Annie, who single-handedly cares for her bed-ridden mother, has asked her brother Reg and his wife Sarah to give her a weekend off so that she can take a short break. The play opens with Sarah trying to find out from Annie if she is being accompanied by the local vet, Tom, who everyone hopes will eventually get round to marrying her, (and is at this moment trying to extricate Annie’s cat from a tree so that he can examine its foot.) But Annie eventually confesses, to Sarah’s dismay, that it is, in fact, her brother-in-law Norman who asked her to come away with him for a night of passion following a Christmas romp on the living room rug. (Norman is even now, in another play, Round and Round the Garden, showing Reg his new pyjamas and telling him about his forthcoming librarians’ conference in East Grinstead). But the cat is out of the bag, so to speak, and Sarah insists that Annie forgoes her dirty weekend. She and Reg will look after Mother and Annie will put her feet up here, in her own home. To complicate matters further, Sarah phones Ruth, Norman’s wife, and summons her to the house. And that, in essence, is the plot: the interactions of six people who find it very difficult to get along with each other, from that moment on Saturday evening until they leave (or try to) on Monday morning.

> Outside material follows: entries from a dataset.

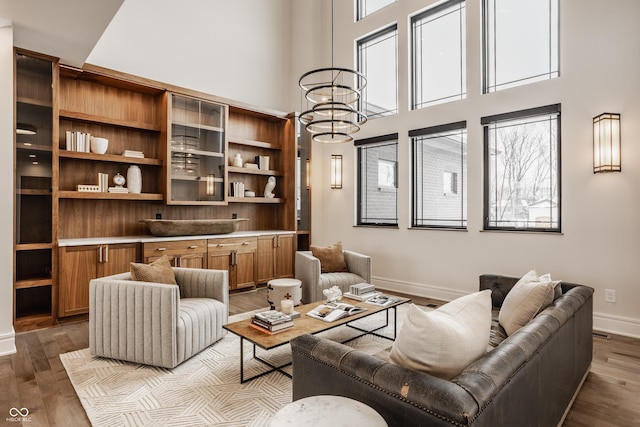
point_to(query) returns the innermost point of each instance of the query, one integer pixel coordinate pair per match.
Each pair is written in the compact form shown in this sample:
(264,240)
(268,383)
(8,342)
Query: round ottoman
(322,411)
(279,289)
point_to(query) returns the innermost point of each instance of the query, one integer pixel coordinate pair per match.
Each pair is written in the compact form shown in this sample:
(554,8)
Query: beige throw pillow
(527,298)
(159,271)
(331,257)
(444,341)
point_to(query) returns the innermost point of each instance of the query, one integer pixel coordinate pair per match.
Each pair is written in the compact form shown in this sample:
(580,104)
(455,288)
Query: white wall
(7,342)
(600,243)
(233,49)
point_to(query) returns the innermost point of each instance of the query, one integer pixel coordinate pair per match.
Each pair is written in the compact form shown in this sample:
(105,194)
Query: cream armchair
(314,281)
(157,324)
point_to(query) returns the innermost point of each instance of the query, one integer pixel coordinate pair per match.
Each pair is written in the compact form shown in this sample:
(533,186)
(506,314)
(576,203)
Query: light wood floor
(34,377)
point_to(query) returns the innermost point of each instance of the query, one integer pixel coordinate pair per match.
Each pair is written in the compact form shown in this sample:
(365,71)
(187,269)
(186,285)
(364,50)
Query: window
(439,172)
(522,170)
(520,42)
(377,60)
(367,7)
(378,180)
(438,54)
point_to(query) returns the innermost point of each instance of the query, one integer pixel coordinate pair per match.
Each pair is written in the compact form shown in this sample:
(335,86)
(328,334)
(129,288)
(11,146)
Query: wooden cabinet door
(245,268)
(284,255)
(117,258)
(77,266)
(266,260)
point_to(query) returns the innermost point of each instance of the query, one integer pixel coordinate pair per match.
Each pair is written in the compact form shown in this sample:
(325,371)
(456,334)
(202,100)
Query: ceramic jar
(134,179)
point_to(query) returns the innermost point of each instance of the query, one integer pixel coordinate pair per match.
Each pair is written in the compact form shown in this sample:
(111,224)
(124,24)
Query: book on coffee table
(331,312)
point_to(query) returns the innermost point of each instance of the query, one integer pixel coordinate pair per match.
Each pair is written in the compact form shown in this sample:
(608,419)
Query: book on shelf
(133,153)
(381,300)
(272,317)
(361,288)
(330,312)
(269,331)
(361,297)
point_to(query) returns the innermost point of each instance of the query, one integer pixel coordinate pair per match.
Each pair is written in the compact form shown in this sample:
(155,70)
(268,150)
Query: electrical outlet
(609,295)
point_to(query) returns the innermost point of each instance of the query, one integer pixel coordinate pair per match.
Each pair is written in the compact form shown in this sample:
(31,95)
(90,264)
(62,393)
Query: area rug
(203,391)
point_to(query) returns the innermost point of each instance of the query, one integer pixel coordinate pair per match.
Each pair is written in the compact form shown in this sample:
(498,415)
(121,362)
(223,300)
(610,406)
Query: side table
(322,411)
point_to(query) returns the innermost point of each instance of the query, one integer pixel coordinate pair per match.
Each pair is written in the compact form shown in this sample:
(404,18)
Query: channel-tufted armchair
(308,269)
(154,323)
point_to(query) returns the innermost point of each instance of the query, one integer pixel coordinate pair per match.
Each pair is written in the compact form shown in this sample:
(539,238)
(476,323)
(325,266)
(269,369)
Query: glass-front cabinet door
(196,152)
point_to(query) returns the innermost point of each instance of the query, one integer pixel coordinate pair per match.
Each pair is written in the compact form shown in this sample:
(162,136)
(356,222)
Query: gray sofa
(155,323)
(529,379)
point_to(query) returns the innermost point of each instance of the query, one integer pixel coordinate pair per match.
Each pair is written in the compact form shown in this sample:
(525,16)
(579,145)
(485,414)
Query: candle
(286,306)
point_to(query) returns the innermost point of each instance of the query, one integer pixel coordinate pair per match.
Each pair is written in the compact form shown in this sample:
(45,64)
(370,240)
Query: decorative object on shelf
(119,180)
(25,129)
(263,162)
(606,143)
(268,189)
(134,179)
(237,160)
(192,227)
(332,95)
(336,171)
(99,145)
(332,294)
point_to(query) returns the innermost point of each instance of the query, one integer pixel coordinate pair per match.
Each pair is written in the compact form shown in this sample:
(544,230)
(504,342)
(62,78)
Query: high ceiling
(67,29)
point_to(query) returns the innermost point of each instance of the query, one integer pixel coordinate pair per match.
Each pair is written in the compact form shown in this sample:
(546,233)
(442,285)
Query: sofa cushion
(159,271)
(527,298)
(331,257)
(444,341)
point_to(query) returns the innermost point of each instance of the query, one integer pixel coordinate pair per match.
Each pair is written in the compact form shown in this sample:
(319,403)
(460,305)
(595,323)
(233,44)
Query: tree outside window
(522,182)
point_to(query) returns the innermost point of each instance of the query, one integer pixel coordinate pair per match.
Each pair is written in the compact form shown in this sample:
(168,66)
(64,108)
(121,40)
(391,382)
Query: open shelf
(253,143)
(265,200)
(92,118)
(108,196)
(110,158)
(235,169)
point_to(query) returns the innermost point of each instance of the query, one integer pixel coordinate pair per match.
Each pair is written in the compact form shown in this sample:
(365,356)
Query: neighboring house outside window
(377,180)
(438,54)
(522,170)
(520,42)
(439,173)
(378,61)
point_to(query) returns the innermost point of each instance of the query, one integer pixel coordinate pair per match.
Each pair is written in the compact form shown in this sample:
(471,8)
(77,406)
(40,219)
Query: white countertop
(149,238)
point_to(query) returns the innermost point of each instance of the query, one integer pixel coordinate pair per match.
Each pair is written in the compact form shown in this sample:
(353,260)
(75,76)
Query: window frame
(414,63)
(487,87)
(434,130)
(391,138)
(362,102)
(515,115)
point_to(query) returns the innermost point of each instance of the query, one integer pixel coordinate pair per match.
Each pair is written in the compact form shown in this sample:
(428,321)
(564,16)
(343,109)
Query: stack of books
(361,291)
(133,153)
(271,321)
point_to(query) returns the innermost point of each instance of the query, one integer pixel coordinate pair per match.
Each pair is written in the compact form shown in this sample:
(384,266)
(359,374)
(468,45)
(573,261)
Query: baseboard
(417,289)
(618,325)
(8,343)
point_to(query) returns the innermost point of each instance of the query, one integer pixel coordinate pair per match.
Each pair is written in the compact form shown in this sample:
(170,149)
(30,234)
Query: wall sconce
(606,143)
(336,171)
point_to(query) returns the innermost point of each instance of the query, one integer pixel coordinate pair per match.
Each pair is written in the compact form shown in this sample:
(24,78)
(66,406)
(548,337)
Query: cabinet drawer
(233,244)
(176,248)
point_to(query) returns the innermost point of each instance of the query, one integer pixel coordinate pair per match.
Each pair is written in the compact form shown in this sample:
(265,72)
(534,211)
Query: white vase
(134,179)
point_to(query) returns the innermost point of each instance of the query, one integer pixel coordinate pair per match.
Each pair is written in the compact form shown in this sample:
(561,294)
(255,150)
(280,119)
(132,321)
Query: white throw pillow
(444,341)
(528,297)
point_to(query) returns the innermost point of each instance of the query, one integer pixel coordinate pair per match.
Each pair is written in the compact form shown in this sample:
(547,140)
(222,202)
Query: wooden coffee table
(307,325)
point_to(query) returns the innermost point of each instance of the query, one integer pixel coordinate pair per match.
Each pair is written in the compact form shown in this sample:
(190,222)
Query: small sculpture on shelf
(268,189)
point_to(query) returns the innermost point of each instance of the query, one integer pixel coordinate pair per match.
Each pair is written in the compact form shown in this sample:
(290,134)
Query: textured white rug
(203,391)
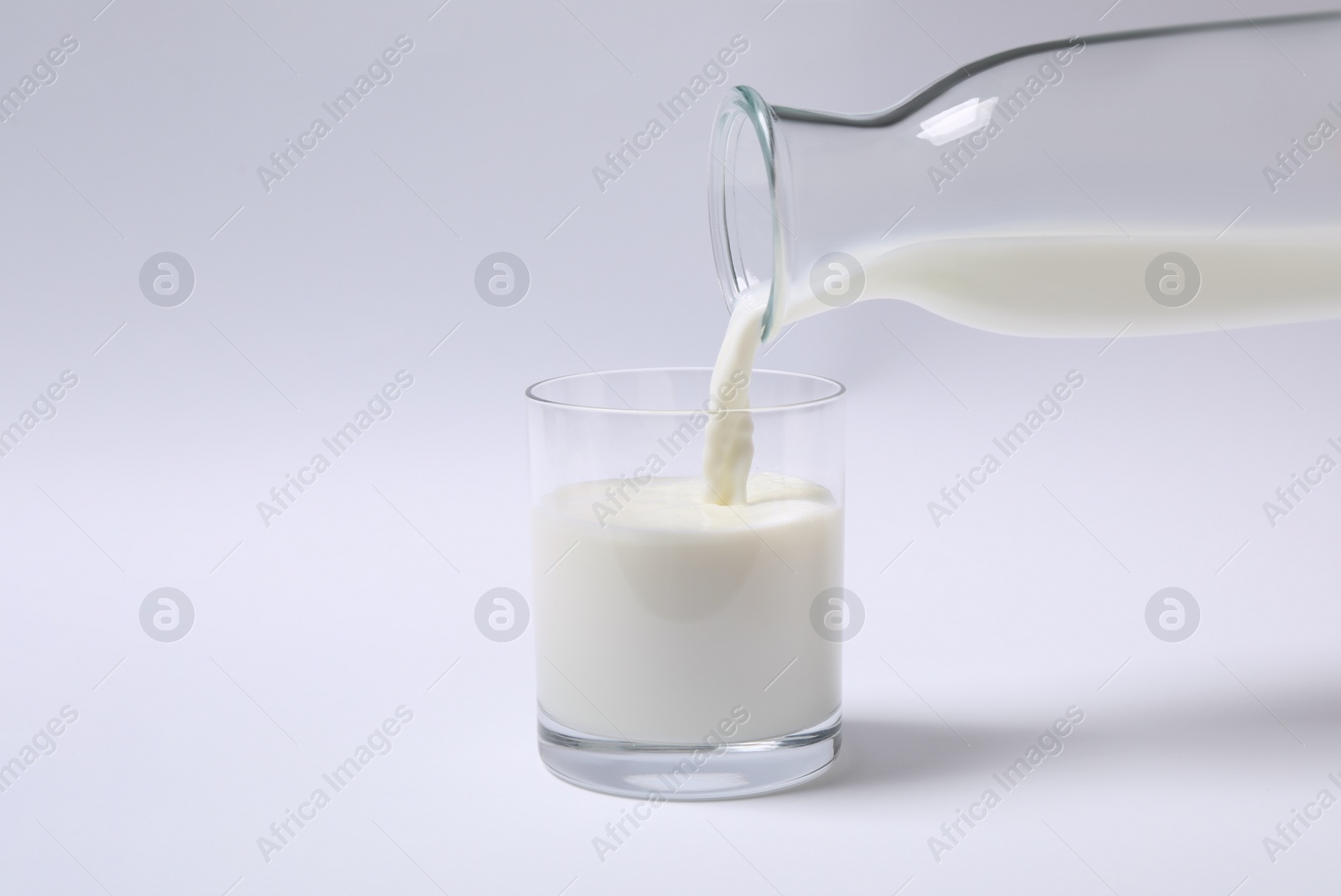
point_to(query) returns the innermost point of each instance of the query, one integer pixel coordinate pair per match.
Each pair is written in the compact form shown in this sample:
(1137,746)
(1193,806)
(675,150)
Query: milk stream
(728,438)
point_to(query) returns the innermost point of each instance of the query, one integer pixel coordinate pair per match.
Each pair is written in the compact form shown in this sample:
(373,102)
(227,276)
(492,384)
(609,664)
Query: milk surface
(655,625)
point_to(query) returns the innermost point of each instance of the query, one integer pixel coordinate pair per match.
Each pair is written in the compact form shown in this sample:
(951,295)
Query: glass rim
(838,392)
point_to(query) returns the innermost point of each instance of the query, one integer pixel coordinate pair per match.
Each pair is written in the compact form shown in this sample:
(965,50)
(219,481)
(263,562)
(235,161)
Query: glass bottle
(1167,180)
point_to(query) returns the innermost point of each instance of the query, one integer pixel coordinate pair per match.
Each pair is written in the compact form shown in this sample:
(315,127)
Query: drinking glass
(686,650)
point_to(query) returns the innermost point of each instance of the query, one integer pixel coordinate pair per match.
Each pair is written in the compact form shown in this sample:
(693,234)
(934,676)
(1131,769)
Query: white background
(312,630)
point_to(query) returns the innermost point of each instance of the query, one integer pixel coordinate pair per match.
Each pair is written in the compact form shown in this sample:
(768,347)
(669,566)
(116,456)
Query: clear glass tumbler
(686,650)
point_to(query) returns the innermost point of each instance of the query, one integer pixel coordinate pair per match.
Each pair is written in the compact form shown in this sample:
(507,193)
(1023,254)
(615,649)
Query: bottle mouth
(748,216)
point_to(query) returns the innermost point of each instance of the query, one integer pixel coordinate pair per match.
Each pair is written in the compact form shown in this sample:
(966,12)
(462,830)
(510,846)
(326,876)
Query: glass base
(684,773)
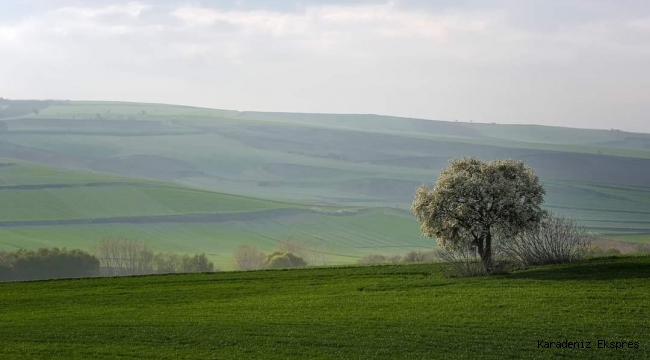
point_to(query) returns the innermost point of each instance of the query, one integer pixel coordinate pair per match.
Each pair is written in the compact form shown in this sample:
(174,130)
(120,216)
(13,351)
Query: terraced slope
(378,312)
(599,177)
(62,208)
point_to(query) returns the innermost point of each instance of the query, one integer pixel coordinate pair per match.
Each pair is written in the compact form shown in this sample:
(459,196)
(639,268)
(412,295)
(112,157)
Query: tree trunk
(487,258)
(485,251)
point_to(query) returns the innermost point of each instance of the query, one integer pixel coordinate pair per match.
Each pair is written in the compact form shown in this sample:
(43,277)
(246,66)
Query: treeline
(47,264)
(114,257)
(290,253)
(124,256)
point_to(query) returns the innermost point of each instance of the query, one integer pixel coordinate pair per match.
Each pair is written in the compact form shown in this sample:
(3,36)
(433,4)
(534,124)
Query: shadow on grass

The set piece of Table Manners is the dinner on Sunday evening in Act 2 Scene 1, when Sarah attempts to get the family members and Tom to be civil to each other round a perfectly set dining table while Annie slaves in the kitchen, trying to produce something for them to eat from a few tins and assorted lettuce leaves. Tom ends up on a very low seat while the irrepressible Norman – who has spent the weekend placating Annie, chatting up Sarah, (and is about to spend the night cavorting on the infamous sitting room rug with his wife, but in another play) – teases him about his lowly status at every conceivable opportunity. The original 1970’s stellar cast was memorably hilarious in this scene, and our group gave an excellent account of it, and of the entire play. Although not Alan Ayckbourn’s funniest achievement, there is a darker side to The Norman Conquests which renders it much more satisfying.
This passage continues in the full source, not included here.